I disapprove even of eloquent
Myrtis; I do, for she, a woman,
contended with Pindar.8
If Corinna did in fact triumph over Pindar, Pausanias has two plausible explanations, neither of them much to the credit of her verse: “I think it must have been her dialect that won, her songs not being in Doric like Pindar’s, but in the language Aeolians would understand, and the fact (if this portrait is anything to go by) that she was the most beautiful woman of her time.”9 Statius refers to her as “slim Corinna” whose language is full of “mysteries.”10
Confusions and contradictions are removed if we take Corinna’s celebrity to have been a Hellenistic invention. The first surviving mention of her dates from around 50 BC and is itself “insecure”—that is, not entirely dependable. Unless she was ignored, or her work went missing, she belongs to a later age.
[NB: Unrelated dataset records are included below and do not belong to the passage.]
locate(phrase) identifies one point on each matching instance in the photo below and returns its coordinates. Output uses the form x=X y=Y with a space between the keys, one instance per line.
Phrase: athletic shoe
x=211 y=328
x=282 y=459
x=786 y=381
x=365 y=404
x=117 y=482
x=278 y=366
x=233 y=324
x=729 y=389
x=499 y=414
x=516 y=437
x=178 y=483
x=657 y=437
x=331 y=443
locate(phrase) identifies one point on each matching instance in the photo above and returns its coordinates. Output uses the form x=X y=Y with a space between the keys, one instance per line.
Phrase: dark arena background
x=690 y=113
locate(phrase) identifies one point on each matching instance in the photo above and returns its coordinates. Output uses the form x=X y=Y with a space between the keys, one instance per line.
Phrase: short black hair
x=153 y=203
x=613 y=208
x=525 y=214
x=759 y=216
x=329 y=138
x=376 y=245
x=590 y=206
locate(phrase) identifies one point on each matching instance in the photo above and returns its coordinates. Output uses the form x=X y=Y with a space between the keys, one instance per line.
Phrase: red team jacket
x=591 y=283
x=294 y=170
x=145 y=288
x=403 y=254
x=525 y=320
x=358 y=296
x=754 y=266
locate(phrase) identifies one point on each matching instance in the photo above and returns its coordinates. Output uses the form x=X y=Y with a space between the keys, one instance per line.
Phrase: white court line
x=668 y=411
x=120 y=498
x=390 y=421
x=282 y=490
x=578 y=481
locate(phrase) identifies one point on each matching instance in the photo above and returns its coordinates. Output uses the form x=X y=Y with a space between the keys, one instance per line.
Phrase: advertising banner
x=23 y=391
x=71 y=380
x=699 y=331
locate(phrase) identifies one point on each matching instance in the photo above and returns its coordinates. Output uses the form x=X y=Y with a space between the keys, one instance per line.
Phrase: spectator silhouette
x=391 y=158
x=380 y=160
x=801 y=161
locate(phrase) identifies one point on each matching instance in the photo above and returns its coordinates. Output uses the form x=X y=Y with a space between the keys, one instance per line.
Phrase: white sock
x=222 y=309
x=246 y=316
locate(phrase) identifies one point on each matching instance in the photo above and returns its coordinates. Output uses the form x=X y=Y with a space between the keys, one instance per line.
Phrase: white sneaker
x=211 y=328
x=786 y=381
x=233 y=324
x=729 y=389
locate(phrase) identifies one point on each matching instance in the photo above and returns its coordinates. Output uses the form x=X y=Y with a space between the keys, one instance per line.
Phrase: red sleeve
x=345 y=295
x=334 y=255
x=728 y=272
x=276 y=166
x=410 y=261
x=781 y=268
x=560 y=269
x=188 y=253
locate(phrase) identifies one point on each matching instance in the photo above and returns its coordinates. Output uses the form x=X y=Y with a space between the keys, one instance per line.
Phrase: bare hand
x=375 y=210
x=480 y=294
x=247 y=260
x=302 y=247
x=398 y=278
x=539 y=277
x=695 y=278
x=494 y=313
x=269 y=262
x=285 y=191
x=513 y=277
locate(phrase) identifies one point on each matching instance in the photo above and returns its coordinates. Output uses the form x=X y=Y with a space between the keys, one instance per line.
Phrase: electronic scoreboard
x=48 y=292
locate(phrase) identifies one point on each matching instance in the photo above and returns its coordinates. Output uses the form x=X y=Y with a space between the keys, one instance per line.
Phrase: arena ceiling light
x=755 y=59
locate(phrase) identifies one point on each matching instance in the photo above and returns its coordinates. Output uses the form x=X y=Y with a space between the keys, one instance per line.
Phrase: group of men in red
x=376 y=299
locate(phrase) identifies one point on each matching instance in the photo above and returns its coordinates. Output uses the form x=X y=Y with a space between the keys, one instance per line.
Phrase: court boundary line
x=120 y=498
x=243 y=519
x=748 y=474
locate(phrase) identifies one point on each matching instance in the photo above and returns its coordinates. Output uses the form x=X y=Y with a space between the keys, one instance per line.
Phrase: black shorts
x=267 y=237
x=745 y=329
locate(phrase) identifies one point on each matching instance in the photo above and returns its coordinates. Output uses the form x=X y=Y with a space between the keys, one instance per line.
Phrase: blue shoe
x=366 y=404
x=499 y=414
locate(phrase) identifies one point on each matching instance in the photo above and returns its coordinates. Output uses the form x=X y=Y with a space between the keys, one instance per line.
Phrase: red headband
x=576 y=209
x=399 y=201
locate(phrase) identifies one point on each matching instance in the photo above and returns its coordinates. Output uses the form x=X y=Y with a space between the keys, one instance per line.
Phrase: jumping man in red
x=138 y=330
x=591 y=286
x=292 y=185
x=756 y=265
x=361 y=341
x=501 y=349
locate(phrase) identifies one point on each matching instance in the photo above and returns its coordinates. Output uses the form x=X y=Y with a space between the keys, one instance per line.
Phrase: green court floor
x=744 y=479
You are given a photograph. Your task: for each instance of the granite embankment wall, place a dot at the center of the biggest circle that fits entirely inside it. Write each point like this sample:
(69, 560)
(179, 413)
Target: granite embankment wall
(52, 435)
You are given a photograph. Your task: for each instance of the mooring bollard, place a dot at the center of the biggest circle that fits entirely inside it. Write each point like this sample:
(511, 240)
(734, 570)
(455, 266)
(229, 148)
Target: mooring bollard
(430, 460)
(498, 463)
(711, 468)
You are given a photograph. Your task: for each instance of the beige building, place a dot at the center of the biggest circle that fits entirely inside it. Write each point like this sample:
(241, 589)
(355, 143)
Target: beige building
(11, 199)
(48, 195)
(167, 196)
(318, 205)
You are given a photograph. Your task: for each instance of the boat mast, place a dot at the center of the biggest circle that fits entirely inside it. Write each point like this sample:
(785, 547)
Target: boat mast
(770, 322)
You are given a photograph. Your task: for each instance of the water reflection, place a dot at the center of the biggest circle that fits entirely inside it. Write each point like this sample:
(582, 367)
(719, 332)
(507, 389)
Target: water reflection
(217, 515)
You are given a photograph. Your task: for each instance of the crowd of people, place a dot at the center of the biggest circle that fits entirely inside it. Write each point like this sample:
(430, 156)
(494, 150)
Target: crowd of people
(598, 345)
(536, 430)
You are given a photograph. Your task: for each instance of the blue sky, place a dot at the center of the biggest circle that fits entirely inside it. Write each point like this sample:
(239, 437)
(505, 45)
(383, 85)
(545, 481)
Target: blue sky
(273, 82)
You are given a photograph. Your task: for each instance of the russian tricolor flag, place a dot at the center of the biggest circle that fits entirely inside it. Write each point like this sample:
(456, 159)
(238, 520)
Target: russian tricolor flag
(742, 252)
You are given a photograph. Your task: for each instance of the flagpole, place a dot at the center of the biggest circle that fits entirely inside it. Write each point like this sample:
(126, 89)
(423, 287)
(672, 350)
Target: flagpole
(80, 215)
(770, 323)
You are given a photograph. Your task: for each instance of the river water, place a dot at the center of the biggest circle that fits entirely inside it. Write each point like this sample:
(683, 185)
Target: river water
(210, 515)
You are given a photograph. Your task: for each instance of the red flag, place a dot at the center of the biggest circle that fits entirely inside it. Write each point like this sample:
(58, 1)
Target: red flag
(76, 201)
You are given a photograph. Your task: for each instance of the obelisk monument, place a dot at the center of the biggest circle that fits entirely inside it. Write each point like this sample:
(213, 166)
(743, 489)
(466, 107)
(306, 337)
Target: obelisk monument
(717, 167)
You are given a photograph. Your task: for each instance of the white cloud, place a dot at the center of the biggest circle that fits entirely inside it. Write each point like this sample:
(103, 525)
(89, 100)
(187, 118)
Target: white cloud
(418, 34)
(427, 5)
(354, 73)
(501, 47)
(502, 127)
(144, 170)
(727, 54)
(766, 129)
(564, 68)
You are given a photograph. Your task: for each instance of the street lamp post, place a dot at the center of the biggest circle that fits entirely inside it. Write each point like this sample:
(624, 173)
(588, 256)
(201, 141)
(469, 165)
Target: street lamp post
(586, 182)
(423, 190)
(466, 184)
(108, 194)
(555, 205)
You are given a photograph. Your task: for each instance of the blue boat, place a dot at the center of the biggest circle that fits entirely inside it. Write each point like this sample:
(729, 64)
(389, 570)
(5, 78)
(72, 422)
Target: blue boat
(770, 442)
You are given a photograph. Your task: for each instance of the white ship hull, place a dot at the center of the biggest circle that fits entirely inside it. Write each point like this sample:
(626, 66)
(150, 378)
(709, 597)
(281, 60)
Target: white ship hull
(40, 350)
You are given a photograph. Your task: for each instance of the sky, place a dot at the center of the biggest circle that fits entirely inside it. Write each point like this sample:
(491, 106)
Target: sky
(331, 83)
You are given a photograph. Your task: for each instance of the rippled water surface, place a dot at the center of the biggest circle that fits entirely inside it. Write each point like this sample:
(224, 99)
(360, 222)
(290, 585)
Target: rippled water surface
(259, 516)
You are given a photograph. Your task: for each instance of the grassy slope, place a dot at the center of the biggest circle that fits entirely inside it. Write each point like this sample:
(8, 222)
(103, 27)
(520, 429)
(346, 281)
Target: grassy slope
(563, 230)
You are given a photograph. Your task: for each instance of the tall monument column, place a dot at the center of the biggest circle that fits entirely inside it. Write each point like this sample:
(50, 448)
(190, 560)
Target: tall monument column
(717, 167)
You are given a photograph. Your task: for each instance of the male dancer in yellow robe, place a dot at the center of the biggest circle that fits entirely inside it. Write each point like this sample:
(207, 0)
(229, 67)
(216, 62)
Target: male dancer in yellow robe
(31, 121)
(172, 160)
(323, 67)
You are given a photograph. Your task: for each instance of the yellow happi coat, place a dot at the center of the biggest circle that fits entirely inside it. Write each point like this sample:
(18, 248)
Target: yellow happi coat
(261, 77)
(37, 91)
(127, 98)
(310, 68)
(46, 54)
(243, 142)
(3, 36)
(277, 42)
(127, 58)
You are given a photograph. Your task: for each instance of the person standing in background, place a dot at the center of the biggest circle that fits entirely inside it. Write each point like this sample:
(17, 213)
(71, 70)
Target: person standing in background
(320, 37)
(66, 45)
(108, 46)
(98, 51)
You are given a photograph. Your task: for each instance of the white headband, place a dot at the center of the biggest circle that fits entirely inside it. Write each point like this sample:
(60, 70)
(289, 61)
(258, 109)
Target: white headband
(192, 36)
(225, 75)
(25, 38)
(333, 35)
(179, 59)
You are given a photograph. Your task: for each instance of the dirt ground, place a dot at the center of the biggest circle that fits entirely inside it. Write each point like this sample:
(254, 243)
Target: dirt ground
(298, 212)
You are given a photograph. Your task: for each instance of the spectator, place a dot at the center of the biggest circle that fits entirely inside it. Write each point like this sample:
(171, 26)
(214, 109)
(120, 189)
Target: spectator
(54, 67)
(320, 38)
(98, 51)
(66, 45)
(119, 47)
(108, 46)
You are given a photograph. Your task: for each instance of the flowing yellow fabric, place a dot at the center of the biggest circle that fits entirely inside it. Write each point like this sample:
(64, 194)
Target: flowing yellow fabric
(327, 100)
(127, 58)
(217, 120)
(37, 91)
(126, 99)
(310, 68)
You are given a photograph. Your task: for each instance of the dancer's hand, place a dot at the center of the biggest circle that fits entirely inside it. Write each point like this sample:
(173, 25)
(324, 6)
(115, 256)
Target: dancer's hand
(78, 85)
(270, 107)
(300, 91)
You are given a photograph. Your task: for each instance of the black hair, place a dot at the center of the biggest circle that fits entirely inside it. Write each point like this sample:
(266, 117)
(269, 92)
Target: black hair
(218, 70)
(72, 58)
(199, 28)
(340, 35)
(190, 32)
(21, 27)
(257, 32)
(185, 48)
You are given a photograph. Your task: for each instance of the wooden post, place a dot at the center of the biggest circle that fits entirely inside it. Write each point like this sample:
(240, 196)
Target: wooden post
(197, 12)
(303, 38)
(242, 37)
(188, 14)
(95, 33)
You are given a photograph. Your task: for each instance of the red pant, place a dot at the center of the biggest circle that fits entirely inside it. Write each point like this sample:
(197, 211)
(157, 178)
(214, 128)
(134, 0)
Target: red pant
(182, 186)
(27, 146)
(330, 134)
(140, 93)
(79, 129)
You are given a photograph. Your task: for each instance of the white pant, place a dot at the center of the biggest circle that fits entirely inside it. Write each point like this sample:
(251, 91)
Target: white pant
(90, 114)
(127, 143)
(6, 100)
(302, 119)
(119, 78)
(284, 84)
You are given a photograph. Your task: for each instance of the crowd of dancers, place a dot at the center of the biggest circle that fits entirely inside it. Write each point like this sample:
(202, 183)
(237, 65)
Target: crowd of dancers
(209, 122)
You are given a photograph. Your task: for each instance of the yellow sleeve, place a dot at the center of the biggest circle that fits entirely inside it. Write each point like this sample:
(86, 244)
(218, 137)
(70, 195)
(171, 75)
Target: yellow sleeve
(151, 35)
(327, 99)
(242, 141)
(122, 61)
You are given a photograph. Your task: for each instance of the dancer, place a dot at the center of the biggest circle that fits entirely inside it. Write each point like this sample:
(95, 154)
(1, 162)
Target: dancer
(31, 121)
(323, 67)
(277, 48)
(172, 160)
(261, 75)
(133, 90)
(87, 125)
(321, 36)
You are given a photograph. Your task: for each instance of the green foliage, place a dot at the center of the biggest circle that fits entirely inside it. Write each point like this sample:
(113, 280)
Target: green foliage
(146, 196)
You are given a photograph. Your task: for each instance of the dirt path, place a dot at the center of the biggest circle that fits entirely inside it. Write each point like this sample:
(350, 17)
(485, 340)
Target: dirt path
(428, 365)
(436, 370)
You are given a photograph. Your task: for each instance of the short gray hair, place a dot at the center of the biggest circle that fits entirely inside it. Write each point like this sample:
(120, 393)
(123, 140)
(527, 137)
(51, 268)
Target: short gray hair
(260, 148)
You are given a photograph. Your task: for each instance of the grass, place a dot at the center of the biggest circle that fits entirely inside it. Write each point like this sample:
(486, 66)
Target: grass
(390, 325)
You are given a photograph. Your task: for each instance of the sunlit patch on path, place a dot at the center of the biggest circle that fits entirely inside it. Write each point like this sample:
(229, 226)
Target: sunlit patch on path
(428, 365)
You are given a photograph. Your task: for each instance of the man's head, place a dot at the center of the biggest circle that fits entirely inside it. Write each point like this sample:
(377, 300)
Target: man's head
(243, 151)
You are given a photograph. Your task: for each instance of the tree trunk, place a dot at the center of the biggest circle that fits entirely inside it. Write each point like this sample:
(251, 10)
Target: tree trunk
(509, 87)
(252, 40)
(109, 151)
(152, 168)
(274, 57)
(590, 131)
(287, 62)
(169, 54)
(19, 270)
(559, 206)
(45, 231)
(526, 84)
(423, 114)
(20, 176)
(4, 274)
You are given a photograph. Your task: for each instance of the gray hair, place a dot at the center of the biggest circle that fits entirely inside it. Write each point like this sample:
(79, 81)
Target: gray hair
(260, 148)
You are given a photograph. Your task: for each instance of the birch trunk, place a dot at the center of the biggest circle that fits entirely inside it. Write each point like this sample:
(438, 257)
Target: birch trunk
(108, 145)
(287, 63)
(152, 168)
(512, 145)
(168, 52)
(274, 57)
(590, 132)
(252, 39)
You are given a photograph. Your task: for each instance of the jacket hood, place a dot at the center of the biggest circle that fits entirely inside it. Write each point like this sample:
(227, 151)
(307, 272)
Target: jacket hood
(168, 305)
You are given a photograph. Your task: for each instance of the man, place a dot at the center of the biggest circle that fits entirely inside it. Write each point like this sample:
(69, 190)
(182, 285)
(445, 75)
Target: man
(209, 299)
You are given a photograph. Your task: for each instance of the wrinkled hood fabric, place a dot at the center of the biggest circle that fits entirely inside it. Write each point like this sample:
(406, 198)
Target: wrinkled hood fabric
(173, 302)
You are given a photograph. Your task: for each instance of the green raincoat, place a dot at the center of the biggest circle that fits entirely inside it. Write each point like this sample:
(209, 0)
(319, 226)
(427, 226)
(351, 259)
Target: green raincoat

Her editor David Campbell declares, “The terminus ante quem for her poems is 200 BC ± 25 years, since they are spelled in the Boeotian orthography of that date.” Of course the transcription may have been modernised to conform to later Boeotian norms, but the language in which we have the poems is the given from which scholarship must take its bearings. As time passed, she became more real. Propertius knew her work; Ovid may have named his Corinna after her. The first-century elegiac poet Antipater of Thessalonica,11 father of the dedicatees of Horace’s Ars Poetica, includes her in his list of Mortal Muses. There are nine, and they are arranged neither chronologically nor alphabetically but, since they are listed in an epigram, to be accommodated in the metre: Praxilla, Moero, Anyte, Sappho, Erinna, Telesilla, Corinna, Nossis and, last of all, one of the first, the familiar “sweet-voiced Myrtis.”